As part of a deliberate effort to increase the price of Bio-Tech stock, Davis also directed the issuance of a series of materially false press releases in which the company claimed an exclusive license to market "breakthrough" medical devices, highly successful efforts to market a new line of nutritional supplements, and the acquisition of what appeared to be a successful and nationally- known tea company. While Davis was manipulating the price of SOE, CCIC, and Bio-Tech stock, Davis and World Syndicators sold substantial amounts of both securities through accounts they controlled in the U.S. and Canada.
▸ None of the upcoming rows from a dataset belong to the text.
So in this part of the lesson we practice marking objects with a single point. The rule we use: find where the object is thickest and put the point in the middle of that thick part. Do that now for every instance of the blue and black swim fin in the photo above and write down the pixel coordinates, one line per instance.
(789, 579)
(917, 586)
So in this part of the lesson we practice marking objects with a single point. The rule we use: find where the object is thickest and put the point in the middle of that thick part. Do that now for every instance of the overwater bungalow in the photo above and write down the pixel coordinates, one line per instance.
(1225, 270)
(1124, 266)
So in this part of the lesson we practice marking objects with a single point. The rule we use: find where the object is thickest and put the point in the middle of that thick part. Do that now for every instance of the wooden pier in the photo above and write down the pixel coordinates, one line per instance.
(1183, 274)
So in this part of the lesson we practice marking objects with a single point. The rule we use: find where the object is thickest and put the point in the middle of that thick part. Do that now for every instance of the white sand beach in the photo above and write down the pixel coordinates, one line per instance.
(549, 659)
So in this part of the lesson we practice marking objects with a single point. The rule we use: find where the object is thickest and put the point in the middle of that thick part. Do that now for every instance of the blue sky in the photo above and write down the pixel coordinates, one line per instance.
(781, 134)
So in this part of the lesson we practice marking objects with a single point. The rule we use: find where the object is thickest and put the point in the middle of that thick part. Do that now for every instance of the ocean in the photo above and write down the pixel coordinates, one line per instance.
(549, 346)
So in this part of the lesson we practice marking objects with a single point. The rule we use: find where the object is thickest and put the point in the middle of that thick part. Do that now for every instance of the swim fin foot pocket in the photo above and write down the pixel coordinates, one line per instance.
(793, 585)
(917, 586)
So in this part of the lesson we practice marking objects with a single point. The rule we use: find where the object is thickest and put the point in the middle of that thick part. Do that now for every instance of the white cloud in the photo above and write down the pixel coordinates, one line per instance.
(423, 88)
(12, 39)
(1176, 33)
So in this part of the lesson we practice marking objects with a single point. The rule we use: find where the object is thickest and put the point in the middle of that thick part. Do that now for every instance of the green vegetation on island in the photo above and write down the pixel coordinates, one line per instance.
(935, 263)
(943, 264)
The Commission also announced that today Davis pleaded guilty to one count of conspiracy to commit securities fraud and bank fraud, and one count of money laundering, in the United States District Court for the District of Nevada. Davis' plea was in connection with, among other things, a securities fraud scheme involving the manipulation of CCIC.

The Commission previously has made several announcements concerning these matters. See Lit. Rel. 15571 (November 25, 1997);(Lit. Rel. 15490 (September 12, 1997); Lit. Rel. 15286 (March 12, 1997); Securities Exchange Act Rel. No. 38345 (February 27, 1997); Securities Exchange Act Rel. No. 38260 (February 10, 1997); Lit. Rel. 15490 (January 31, 1997); Lit. Rel. 15185 (December 12, 1996); Lit. Rel. 15153 (November 7, 1996); Securities Exchange Act Rel. No. 33791 (October 7, 1996).

The Commission is cooperating with separate investigations in this matter carried on by the United States Attorney's Offices for the District of Nevada and the Eastern District of Virginia, and the Criminal Investigation Division of the Internal Revenue Service.

The Commission's investigation in this matter is continuing.